= Julie Carr =

American poet

Julie Carr (born 1966) is an American poet who was awarded a 2011 National Endowment for the Arts Fellowship for Poetry.

She graduated from Barnard College with a BA in 1988, from New York University with an MFA in 1997, and from University of California, Berkeley with a Ph.D. in 2006.
She teaches at University of Colorado.

Her work has appeared in Volt, Verse, New American Writing, Parthenon West, Boston Review, Verse, Bombay Gin, Denver Quarterly, Colorado Review, American Letters and Commentary, and Public Space.

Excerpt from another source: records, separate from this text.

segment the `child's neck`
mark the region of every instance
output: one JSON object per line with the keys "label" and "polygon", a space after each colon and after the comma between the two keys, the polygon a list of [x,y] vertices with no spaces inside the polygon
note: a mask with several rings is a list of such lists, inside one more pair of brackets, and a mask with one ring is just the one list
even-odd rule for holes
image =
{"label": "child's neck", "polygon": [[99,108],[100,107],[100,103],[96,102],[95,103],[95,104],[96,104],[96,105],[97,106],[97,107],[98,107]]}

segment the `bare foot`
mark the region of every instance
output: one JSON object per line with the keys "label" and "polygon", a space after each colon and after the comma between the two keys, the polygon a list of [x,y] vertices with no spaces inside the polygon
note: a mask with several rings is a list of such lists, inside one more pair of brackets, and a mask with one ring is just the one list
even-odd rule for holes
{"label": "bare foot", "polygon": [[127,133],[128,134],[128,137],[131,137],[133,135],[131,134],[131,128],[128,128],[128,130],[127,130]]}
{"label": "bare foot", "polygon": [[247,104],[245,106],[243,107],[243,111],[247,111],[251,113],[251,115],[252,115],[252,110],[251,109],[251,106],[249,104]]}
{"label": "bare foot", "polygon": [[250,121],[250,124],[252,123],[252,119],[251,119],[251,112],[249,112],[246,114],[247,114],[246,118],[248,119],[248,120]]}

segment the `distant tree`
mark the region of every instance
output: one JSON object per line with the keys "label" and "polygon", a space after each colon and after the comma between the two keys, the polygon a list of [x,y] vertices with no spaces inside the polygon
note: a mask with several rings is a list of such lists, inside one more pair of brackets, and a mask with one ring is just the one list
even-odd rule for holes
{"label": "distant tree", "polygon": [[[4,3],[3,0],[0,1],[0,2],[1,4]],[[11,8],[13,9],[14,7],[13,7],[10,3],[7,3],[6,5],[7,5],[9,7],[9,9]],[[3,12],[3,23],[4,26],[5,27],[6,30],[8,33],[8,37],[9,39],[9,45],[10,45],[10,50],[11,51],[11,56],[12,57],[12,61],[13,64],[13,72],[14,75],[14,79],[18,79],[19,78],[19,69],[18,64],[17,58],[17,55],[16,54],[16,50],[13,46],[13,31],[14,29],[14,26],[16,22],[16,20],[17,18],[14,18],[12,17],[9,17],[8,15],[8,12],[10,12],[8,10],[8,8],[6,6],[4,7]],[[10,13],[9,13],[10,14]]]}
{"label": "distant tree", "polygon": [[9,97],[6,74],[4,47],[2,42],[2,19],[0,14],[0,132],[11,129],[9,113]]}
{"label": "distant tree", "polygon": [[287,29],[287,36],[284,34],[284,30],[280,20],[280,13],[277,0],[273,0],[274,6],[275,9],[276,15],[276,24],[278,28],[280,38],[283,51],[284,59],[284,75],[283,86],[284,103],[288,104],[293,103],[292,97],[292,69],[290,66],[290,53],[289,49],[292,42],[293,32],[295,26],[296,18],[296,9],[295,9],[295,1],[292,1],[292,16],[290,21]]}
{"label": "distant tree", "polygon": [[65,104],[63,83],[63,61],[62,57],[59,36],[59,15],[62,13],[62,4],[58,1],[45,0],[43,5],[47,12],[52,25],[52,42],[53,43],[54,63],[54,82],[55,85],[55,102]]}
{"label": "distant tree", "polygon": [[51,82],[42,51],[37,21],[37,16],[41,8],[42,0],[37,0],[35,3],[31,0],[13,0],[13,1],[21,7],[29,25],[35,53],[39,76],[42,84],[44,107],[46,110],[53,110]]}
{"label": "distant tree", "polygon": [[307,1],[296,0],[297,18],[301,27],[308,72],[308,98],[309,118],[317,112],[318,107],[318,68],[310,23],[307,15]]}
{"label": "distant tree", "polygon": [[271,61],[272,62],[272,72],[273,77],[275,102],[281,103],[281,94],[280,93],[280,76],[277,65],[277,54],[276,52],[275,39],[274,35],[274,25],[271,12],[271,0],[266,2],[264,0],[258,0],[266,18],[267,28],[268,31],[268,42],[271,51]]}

She is co-publisher of Counterpath Press.

==Awards==
- 2009 National Poetry Series
- 2009 Ahsahta Press Sawtooth Poetry Prize
- 2011 National Endowment for the Arts Fellowship for Poetry.

==Works==
- "house/boat", Boston Review, April/May 2002
- "from Voc Ed", Tarpaulin Sky Fall Winter 2005
- Mead: An Epithalamion. University of Georgia Press, 2004, ISBN 978-0-8203-2684-9
- Equivocal. Alice James Books, 2007, ISBN 978-1-882295-63-0
- Sarah—of Fragments and Lines. Coffee House Press, 2010, ISBN 978-1-56689-251-3
- 100 Notes on Violence. Ahsahta Press, 2010, ISBN 978-1-934103-11-1
- Contributed to The &NOW Awards 2: The Best Innovative Writing. &NOW Books, 2013.
- Someone Shot My Book. University of Michigan Press, 2018, ISBN 978-0-472-03720-9

===Anthologies===
- "marriage", The Best American Poetry 2007 Simon and Schuster, 2007, ISBN 978-0-7432-9973-2
- Not for Mothers Only: Contemporary Poems on Child-Getting and Child-Rearing, Fence Books, 2007, ISBN 978-0-9771064-8-6

==Reviews==
In her first book, Mead: an Epithalamion (2004), Julie Carr employed marriage as both a theme and as the starting point for her poetic inquiries into relation and interconnection. Her second book, Equivocal (2007), goes a step farther in its scope, exploring specifically the roles and bonds of mother and child, and of child-becoming-mother, as well as opening into questions of family, history, and identity. In this investigation, Carr seeks to confront issues of an individual’s responsibility to others, whether they be a child, parent, spouse, or the world itself.